Celebrate Christmas on Sanctuary Island, where the love light gleams. There will be snow and mistletoe...and two lonely hearts yearning for love, family, and above all, home.
Magazine columnist Libby Leeds has made a name for herself sharing heartwarming stories from her perfect life on Sanctuary Island. There's just one minor detail she's left out: she hasn't set foot on the island since her childhood. Orphaned and heartbroken, she departed years ago and never looked back-except in her fictional columns. Now a wounded war hero is returning to Sanctuary Island, and Libby's editor insists she cover the story by taking the long road back...
HOME FOR CHRISTMAS
Army Ranger Owen Shepard is a tall, handsome single father, and now a media sensation. He wants to reconnect with his daughter, Caitlin, and make up for lost time by giving her a Christmas to remember. When "America's Favorite Homemaker" Libby Leeds offers her help, he jumps at the chance. But the sweet, reclusive writer is more intriguing, and more tempting, than Owen could have imagined. Soon, Owen and Caitlin are spending their holiday with Libby, decorating trees, making gingerbread houses, and warming up by the fire. It's the closest Libby has come to love and family since she was a child-but until she and Owen admit what is in their hearts, the home they are creating together will be only in their dreams.
Libby is a writer, but what she writes and passes off as her everyday life is complete fiction. She's pulled into a web in order to document Owen Shepard's visit to Sanctuary Island where his sister is the sheriff.
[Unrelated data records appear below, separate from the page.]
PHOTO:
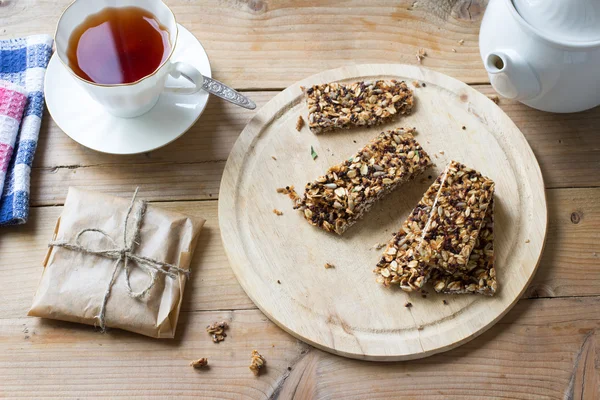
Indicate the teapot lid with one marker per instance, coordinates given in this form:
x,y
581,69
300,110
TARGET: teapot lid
x,y
567,20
I wasn't sure how receptive I felt toward Owen, his trauma notwithstanding, or that our heroine, Libby, is a liar (she is!). These are not the typical makings for a romance novel. That Libby continually lies as we go along was very frustrating at times, but I believe we're supposed to see that lies come easy for her; the truth is what is difficult.
Again, it's not a typical Christmas/holiday story when things are so f-ing messed up. I suppose that's what made me continue Home for Christmas -- the narrative wasn't neat and tidy; the characters weren't perfect with "made up" or "first world" problems. So naturally I'm glad I continued through until the end.
(A very special thank you to St. Martin's Press and NetGalley for providing me with an ARC of Home for Christmas.)